Ich hatte meinen Platz da, wo die Haspelgasse in die Hauptstraße mündet, und konnte von meinem Standort sowohl die Straße gegen das Rathaus zu als auch das Turmpförtlein im Auge behalten.
Am neun Uhr fing die Armesünderglocke zu läuten an. Die zusammen geredet hatten, brachen das Gespräch ab. Die Glocke klang fest und sicher wie sonst. Aller Augen waren nach der Richtung gewandt, von wo der Zug erwartet wurde.
Etwa eine Viertelstunde mochte es geläutet haben. Da hörte man ein Geflüster Heranrauschen: ›Er kommt!‹ Ich beugte mich vor und sah den Meister Hans, der langsam dem Zuge voranschritt. Er war im scharlachroten Wams und hatte das Rad, mit dem meinem armen Gesellen die Glieder gebrochen werden sollten, über die Schulter gelegt. Hinter ihm fuhr der Karren, von zwei schwarzen Rossen gezogen. Zwei Knechte, von denen einer das Gespann lenkte, saßen nach vorn. Sonst konnte ich nichts sehen. Langsam kam der Zug näher. Der Henker hatte die Kirche erreicht. Jetzt hörte es zu läuten auf. Gleich darauf faßte jemand von hinten meine Hand. Es war Kunigunde. Sie hatte ein Tuch um den Kopf geworfen, so daß ihr Gesicht fast verhüllt war, und ihre Hände waren im Kleid verborgen.
›Weiter vor!‹ flüsterte sie.
Wir drängten uns leise durch. Niemand wehrte uns. Wir standen in der vordersten Reihe.
Und jetzt fuhr der Karren langsam heran und an uns vorbei. Valentin saß auf dem zweiten Brett, nach hinten gewandt. Der Oberkörper war nackt, die Augen waren verbunden, die Hände auf dem Rücken gefesselt. Arme und Beine mit Seilen an den Karren geschnürt.
Es wurde mir schwarz vor den Augen.
Da spürte ich einen Stoß. Kunigunde war hinausgesprungen auf die Straße. Sie stand hinter dem Karren, sie schlang die Arme um Valentin, sie schrie mit überschwenglicher Stimme: ›Ich begehre dich zum Ehegemahl!‹ Ich sah etwas in ihrer Hand blitzen. Sie hatte die Seile durchschnitten an Füßen und Armen, auf der rechten, auf der linken Seite, und jetzt zwischen den Händen, sie riß die Binde von seinen Augen ... Valentin fiel vom Karren, sie fing ihn in ihrem Schoße auf, sie half ihm in die Höhe, sie hob ihr Tuch, das von ihrer Schulter auf den Boden gefallen war, und hüllte es um seine Blöße; dann schlang sie wiederum die Arme um ihn und rief schluchzend: ›Vergib mir!‹
Ihre Haare hatten sich aufgerollt und wogten wie ein Schleier um sie und ihren Liebsten hinab. Die Pferde waren scheu geworden und bäumten sich in den Zügeln; der Henker hatte sein Rad hingeworfen und suchte mit den abgesprungenen Knechten die Rosse zu bändigen. Die Volksmenge aber, die in atemloser Spannung dem Vorgang zugeschaut hatte, erhob ein Toben und Jauchzen, ein Freudengeschrei sondergleichen.

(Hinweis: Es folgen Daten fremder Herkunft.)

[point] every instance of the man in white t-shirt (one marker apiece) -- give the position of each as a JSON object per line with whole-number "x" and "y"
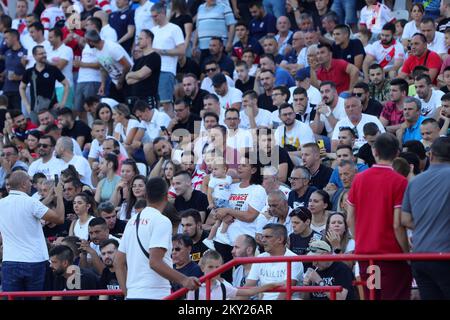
{"x": 330, "y": 110}
{"x": 237, "y": 138}
{"x": 229, "y": 97}
{"x": 61, "y": 56}
{"x": 114, "y": 61}
{"x": 356, "y": 120}
{"x": 293, "y": 132}
{"x": 63, "y": 150}
{"x": 169, "y": 44}
{"x": 435, "y": 39}
{"x": 251, "y": 116}
{"x": 24, "y": 246}
{"x": 143, "y": 263}
{"x": 430, "y": 98}
{"x": 274, "y": 239}
{"x": 47, "y": 163}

›In die Kirche! In die Kirche! Dort steht ja der Pfarrer; der soll sie trauen!‹ So riefen zwei, ein Dutzend, fünfzig Stimmen. Das Volk drängte auf die Kirchtüren zu. Ich weiß nicht, wer sie öffnete: sie stunden auf, und die Menge flutete hinein.
Margarete hatte sich durch den Strom gedrängt, sie war vor ihrer Gespielin zu Boden gesunken und küßte ihr ohne Aufhören die Hände. Einer aus der Menge hatte sein Wams ausgezogen, und sechs, acht Hände wetteiferten, es dem Befreiten anzuziehen. Valentin selbst stand und schaute um sich, wie wenn er von all dem nichts verstünde. Er ließ sich hierhin, dorthin ziehen, sich die Hände schütteln und schaute mit großen Augen, ohne ein Wort zu sagen, einen jeden an, der mit ihm redete. Aber als der Henkerkarren an ihm vorbeigeführt wurde unter den Hohnrufen und Spottreden des Volkes, da atmete er tief auf und wandte sich zu Kunigunde, faßte sie bei der Hand und sagte: ›Nun weiß ich, daß alles Wahrheit ist!‹
Unterdessen waren viele von den Zuschauern in die Kirche geströmt, wo sie ungeduldig das Paar erwarteten. Andere waren außen geblieben und bildeten einen Kreis um uns. Auch die Studenten, denen Kunigunde und Valentin auf dem Anger Bescheid getan hatten, standen in der Nähe und schauten mit Teilnahme auf das Paar.
Aller Augen wandten sich jetzt gegen den Marktplatz hin. ›Macht Platz!‹ mahnten sich die Leute und traten auseinander, um dem kurfürstlichen Amtmann, seinen Schöffen und dem Geistlichen, der Valentin hatte zum Tod geleiten sollen, Raum zu schaffen. Diese waren durch den Tumult und das Gedränge der von allen Seiten herzueilenden freudebewegten Menschen auf die Seite geschoben worden und konnten jetzt erst herzutreten, nachdem der größere Teil der Leute, um von dem bevorstehenden rührenden Schauspiel nichts zu versäumen, voraus in die Kirche geströmt war.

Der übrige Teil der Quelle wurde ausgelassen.